Setting: A 50-bed, level III NICU in a university hospital.
Interventions: After traditional interventions failed to stop the first epidemic, an intensive microbiologic surveillance (IMS) program was developed. Cultures were obtained on all infants each week, and those colonized with MRSA were isolated. When an infant was found to be colonized with MRSA, cultures immediately were obtained on all surrounding infants. This was continued until no MRSA-colonized infants were found in the area. During the first epidemic, mupirocin was used in an attempt to eradicate the organism from the unit.

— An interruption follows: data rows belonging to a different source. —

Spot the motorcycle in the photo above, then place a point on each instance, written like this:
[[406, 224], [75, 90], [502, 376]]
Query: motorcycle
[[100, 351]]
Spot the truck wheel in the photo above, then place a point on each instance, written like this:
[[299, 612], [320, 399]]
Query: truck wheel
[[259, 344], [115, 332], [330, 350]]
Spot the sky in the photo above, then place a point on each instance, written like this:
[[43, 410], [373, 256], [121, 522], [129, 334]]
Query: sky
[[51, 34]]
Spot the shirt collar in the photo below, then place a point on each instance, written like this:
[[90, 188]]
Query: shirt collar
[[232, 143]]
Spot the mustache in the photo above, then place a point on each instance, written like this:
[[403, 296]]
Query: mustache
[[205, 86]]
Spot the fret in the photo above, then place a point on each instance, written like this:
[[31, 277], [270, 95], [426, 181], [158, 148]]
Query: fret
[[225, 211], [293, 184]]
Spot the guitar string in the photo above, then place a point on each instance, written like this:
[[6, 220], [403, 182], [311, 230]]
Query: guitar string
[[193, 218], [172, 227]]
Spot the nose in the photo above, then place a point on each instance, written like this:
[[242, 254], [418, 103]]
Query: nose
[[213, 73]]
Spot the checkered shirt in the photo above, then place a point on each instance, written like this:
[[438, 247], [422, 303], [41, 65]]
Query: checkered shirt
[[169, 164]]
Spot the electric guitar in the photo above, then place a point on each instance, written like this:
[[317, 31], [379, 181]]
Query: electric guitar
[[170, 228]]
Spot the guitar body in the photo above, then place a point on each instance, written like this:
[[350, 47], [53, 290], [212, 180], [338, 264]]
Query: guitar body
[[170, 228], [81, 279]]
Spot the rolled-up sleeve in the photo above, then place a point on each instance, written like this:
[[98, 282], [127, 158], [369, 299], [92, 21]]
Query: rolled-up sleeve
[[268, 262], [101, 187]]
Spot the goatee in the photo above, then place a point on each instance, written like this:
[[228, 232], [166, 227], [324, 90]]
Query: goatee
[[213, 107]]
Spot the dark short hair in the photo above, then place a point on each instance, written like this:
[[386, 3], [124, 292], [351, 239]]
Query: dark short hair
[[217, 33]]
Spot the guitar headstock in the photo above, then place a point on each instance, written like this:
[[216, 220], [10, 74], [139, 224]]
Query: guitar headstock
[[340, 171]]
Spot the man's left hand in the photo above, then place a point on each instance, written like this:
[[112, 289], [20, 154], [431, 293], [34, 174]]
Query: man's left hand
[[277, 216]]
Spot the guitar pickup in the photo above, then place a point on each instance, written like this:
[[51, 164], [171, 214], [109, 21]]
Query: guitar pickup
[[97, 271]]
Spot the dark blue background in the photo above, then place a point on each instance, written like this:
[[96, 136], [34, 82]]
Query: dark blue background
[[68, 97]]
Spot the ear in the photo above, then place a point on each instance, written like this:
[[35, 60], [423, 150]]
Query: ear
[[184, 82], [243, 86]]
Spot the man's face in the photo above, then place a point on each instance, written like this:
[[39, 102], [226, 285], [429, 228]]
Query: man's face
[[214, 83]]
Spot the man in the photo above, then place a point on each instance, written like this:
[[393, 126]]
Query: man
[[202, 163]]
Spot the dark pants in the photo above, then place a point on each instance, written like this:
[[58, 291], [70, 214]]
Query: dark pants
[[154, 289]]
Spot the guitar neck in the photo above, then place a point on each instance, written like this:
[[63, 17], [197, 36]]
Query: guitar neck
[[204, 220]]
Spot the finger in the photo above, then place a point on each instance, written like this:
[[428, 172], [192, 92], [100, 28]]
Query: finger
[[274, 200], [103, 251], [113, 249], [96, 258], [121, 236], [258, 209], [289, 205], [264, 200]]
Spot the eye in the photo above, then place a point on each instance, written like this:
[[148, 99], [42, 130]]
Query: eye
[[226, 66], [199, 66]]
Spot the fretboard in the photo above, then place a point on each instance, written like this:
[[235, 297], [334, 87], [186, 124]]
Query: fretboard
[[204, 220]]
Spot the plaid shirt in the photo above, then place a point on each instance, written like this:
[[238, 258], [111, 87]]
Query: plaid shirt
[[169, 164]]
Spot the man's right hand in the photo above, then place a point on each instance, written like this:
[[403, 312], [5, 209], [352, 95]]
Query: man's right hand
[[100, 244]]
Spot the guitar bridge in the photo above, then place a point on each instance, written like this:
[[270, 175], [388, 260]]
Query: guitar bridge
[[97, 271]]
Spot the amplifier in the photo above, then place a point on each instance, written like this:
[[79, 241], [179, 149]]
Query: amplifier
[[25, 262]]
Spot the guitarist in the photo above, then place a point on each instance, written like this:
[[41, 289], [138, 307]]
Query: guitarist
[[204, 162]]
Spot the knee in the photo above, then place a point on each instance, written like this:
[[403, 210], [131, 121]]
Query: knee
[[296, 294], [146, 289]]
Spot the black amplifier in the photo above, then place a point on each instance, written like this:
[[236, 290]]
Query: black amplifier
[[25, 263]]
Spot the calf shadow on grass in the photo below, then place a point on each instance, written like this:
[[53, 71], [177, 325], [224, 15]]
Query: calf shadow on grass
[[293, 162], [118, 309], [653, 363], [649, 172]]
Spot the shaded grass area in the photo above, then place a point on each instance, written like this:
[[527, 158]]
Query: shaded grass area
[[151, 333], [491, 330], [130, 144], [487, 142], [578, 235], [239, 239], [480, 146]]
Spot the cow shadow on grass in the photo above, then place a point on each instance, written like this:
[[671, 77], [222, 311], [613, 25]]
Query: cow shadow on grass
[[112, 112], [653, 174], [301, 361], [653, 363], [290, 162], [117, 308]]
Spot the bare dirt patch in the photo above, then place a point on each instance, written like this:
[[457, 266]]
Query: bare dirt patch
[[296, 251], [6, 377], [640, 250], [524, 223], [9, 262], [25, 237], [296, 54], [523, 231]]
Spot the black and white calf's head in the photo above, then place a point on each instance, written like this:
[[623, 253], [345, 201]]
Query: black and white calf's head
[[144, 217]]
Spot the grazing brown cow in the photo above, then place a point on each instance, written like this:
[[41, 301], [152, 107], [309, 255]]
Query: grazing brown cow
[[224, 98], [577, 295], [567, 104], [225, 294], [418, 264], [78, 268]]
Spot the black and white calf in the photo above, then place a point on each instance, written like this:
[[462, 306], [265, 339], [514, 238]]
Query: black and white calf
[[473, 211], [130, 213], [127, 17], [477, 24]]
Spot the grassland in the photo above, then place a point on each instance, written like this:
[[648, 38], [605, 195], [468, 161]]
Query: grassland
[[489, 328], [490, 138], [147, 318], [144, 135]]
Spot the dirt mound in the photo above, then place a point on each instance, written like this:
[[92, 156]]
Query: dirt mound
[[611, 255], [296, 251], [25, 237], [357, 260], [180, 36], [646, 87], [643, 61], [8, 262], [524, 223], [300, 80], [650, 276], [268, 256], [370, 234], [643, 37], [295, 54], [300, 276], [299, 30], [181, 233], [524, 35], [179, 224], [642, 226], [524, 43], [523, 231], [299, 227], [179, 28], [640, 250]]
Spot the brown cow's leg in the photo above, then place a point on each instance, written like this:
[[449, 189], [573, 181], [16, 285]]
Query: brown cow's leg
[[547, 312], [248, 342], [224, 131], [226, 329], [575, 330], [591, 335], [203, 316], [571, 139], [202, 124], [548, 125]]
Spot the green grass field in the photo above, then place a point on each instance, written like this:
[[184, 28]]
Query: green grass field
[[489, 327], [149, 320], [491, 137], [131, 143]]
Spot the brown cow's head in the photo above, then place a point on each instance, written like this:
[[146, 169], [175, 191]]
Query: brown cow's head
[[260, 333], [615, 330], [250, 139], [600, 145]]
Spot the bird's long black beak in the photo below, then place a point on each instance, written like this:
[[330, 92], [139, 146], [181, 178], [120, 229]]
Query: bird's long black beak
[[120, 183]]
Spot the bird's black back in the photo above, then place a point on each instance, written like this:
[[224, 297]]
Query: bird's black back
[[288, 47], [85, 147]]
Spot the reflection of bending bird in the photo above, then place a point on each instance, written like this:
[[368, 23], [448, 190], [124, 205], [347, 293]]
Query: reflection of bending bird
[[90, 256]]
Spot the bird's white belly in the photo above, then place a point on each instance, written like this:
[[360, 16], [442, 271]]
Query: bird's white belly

Results: All infants, colonized and noncolonized, and parents of and personnel working with colonized infants were treated simultaneously with 5 days of mupirocin. This failed to eradicate MRSA in colonized infants. The spread of MRSA ceased in the unit, but a second epidemic occurred 4 months later. This time, IMS alone was successful in quickly containing the epidemic, and MRSA disappeared from the unit after all colonized infants were discharged. Plasmid analysis demonstrated that the same strain was responsible for both outbreaks.
Conclusions: IMS and isolation are effective in containing the spread of MRSA in an NICU. The use of mupirocin failed to eradicate the organism.